And on that note...has anyone else noticed that bills immediately prior to an increase very often seem to be estimates.   I've got the cards through the letterbox saying that they couldn't read the meter.  They've done this even though somebody has been in the house and no attempt was made to get in ...like ringing the doorbell.


----------



## Smashbox (30 Jan 2009)

I always ring in my meter, I don't wait for them to come out and read it. You let it go a long time to be just paying the estimates. You have to pay, however call them and ask them for a longer time period.
BTW, my cousin built a new house. Put in underfloor heating. ESB bill = 2k.

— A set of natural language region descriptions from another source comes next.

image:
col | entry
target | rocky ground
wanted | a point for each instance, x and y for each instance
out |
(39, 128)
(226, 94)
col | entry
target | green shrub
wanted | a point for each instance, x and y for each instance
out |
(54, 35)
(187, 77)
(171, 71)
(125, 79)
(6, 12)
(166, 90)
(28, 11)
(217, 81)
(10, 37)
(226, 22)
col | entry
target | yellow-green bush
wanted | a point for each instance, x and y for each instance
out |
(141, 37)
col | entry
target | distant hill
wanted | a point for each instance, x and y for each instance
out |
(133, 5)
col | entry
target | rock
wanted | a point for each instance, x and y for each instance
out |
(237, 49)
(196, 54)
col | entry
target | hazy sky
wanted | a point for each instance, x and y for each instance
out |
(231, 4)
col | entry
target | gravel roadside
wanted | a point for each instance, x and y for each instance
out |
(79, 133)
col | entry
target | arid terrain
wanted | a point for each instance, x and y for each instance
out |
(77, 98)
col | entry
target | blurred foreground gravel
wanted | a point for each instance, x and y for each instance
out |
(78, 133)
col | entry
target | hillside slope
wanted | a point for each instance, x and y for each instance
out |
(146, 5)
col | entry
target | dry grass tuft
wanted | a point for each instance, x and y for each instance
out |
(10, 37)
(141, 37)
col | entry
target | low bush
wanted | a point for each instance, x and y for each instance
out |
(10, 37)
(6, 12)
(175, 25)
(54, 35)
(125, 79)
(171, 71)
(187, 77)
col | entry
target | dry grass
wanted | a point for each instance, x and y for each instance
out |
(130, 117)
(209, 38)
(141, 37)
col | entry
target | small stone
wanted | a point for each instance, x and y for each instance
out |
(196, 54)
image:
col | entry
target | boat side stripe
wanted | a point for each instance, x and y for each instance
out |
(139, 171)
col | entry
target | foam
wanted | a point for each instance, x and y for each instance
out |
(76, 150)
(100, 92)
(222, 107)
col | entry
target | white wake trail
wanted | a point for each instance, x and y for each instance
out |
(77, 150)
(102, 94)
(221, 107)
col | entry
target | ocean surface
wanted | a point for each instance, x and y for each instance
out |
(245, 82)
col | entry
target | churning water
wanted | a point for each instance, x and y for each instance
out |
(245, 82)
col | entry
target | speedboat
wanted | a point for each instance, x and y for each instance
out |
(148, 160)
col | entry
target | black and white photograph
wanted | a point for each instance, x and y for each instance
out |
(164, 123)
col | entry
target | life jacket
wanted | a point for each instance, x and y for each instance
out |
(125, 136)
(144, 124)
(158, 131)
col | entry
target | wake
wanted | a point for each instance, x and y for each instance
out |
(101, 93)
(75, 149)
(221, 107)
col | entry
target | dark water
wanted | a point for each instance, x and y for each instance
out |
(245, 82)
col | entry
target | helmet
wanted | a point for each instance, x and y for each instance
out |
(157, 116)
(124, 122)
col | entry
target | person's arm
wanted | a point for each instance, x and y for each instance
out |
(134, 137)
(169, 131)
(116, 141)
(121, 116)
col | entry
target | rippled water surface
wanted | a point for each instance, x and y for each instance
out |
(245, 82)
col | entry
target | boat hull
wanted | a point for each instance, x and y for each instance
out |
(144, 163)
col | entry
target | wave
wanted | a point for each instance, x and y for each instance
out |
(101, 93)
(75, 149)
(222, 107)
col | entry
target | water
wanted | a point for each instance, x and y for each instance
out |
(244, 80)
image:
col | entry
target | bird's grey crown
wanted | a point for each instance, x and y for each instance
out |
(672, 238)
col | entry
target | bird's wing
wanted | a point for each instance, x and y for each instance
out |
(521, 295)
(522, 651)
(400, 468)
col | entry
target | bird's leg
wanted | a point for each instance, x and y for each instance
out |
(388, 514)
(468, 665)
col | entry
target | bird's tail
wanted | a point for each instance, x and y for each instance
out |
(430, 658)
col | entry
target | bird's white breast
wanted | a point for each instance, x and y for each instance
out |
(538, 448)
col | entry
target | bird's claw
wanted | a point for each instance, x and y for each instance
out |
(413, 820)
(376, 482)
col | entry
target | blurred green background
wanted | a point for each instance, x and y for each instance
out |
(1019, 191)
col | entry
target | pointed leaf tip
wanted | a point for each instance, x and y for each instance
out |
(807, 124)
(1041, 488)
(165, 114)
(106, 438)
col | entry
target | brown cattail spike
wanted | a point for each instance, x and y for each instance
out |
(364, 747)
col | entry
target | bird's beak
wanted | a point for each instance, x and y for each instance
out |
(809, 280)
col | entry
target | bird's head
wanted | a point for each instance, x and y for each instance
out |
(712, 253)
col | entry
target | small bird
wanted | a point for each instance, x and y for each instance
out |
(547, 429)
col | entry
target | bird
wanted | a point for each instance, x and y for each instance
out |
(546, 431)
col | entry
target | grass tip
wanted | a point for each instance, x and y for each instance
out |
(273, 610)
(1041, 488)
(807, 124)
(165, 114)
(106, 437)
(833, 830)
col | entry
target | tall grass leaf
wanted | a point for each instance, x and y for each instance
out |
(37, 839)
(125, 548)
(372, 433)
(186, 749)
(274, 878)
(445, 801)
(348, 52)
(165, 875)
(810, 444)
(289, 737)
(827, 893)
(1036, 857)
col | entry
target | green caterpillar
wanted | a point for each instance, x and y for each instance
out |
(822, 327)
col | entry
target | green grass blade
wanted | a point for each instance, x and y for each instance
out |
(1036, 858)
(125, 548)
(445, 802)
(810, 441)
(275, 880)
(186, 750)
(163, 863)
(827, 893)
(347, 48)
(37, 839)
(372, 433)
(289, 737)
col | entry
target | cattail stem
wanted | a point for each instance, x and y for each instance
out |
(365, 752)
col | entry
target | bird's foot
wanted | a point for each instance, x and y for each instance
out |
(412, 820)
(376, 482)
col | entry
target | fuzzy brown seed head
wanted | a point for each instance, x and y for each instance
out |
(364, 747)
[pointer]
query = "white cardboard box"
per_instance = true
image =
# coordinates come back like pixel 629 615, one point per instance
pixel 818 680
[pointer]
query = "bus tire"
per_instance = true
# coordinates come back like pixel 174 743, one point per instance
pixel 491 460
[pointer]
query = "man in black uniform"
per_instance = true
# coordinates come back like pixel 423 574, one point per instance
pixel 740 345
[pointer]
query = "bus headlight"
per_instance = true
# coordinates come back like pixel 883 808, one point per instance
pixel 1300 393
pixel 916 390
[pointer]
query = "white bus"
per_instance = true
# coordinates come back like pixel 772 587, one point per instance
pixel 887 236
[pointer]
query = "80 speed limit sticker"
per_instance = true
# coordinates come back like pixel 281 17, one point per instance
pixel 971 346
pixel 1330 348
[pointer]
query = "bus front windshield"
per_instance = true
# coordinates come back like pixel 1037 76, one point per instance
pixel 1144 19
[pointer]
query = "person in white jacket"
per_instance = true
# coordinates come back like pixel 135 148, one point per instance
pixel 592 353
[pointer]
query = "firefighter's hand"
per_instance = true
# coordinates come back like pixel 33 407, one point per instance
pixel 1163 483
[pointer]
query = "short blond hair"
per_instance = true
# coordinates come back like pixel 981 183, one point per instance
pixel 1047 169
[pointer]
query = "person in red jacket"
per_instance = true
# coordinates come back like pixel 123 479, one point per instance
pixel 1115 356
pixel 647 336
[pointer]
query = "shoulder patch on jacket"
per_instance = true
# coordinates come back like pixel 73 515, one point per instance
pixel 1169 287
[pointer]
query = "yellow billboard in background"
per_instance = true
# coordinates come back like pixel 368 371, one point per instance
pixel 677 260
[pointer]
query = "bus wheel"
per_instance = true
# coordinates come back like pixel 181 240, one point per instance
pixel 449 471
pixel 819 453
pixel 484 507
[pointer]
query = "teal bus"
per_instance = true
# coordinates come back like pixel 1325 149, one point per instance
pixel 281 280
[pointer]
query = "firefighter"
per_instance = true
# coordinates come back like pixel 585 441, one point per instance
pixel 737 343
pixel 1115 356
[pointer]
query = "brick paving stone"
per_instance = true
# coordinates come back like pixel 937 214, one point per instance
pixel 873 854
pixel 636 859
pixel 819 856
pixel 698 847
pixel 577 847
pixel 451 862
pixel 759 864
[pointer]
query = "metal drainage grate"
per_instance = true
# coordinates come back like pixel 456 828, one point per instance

Ya have to laugh, she didn't think it would 'cost that much to run'.


----------



## allthedoyles (31 Jan 2009)

Smashbox said:


> I always ring in my meter, .


 

I always send in the reading online , when it has not been read ..
This is the link:

[broken link removed]


----------



## xxx (31 Jan 2009)

Ring Energia they are cheaper than ESB or Airtricity, it is only a matter of filling up a form


----------



## sandrat (31 Jan 2009)

xxx said:


> Ring Energia they are cheaper than ESB or Airtricity, it is only a matter of filling up a form


 
they don't do residential electricity


----------



## Black Sheep (3 Feb 2009)

I got a whopper also but it was a double bill. I actually never received the first one (I'm sure many people trot out that excuse but I can guarantee this is genuine). With Christmas and a new arrival the idea of chasing it up slipped my mind.

However the whopper arrived in early January and I contacted Customer Service for a break down and a copy of the "missed" bill. Got a very curt reply and was told she would put me in touch with Debt Management. When I asked why, she told me that it was because I was in arrears and she asked how I proposed to pay it. 

I have never had a double bill before in my very many of ESB paying.

I just think this level of Customer Service is a tad too sharp


----------



## Bubbles34 (11 Feb 2009)

sandrat said:


> they don't do residential electricity


 

I just changed my Business account to Energia and was told that from April 09 on domestic is also possible. Look forward to that


----------